Out of Ink: Future Publishing Industries probes the thresholds and blurred seams between digital and print publishing and also develops practices and concepts that more accurately define and drive acts of publishing today.
The initiative applies practice-based research by using active publishing imprints (Theory on Demand, Network Notebooks, INC Readers, etc.) to test aspects of the entire publishing process. The initiative, which specifically focuses on the production of scholarly and theoretical non-fiction work, tests a widening landscape of distribution platforms and asks how the content and design of a written work translates across print and digital mediums. One aim is to act as an organized facilitator of DIY practices, to further professionalize them and provide a model for others.

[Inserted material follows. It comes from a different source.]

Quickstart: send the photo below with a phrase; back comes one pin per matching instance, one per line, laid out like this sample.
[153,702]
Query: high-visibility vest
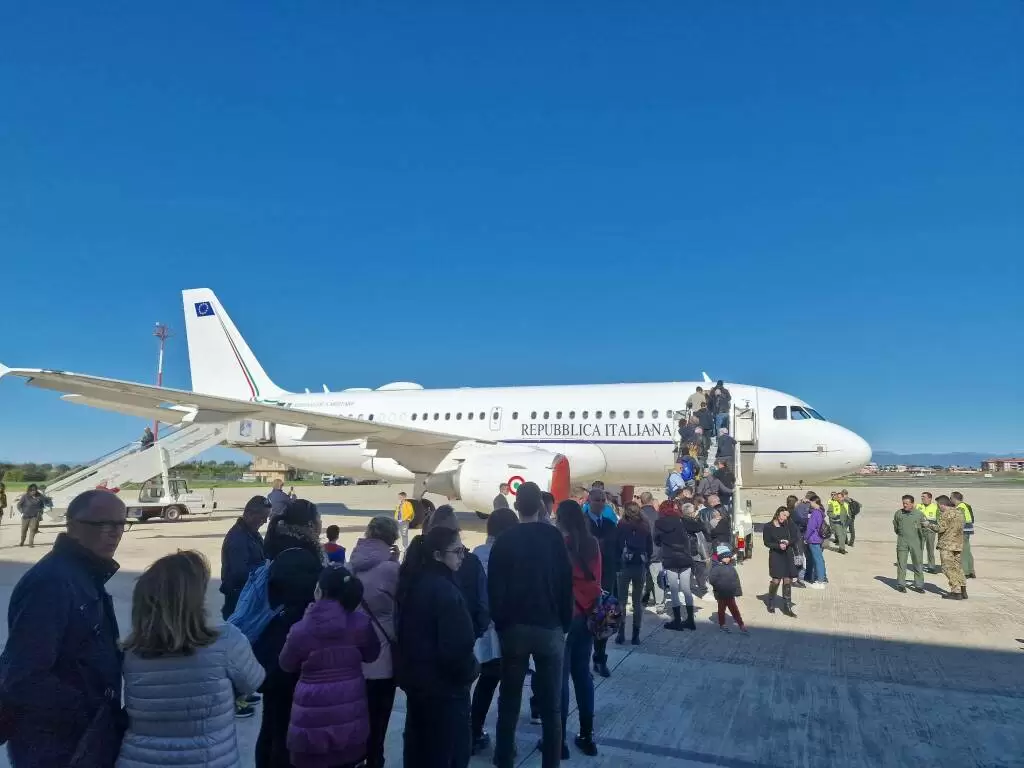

Beyond this, the initiative sees publishing as more than communicating and distributing an author’s idea to a public but also as a way to challenge legal, technical and social standards embedded in intellectual property, scholarly communication, and notions of authorship. This is because the tools of ‘professional’ publishing are more widely available than before, in the form of software, ubiquitous office printers, and cheap binding machines. This condition is impacted by a copyright system upheld through outmoded legal tools that often favor corporate publishers. Publishing can then be seen as a way to experiment with disruptive revenue models, novel legal tools, and possible forms of knowledge production that combine digital and analogue means.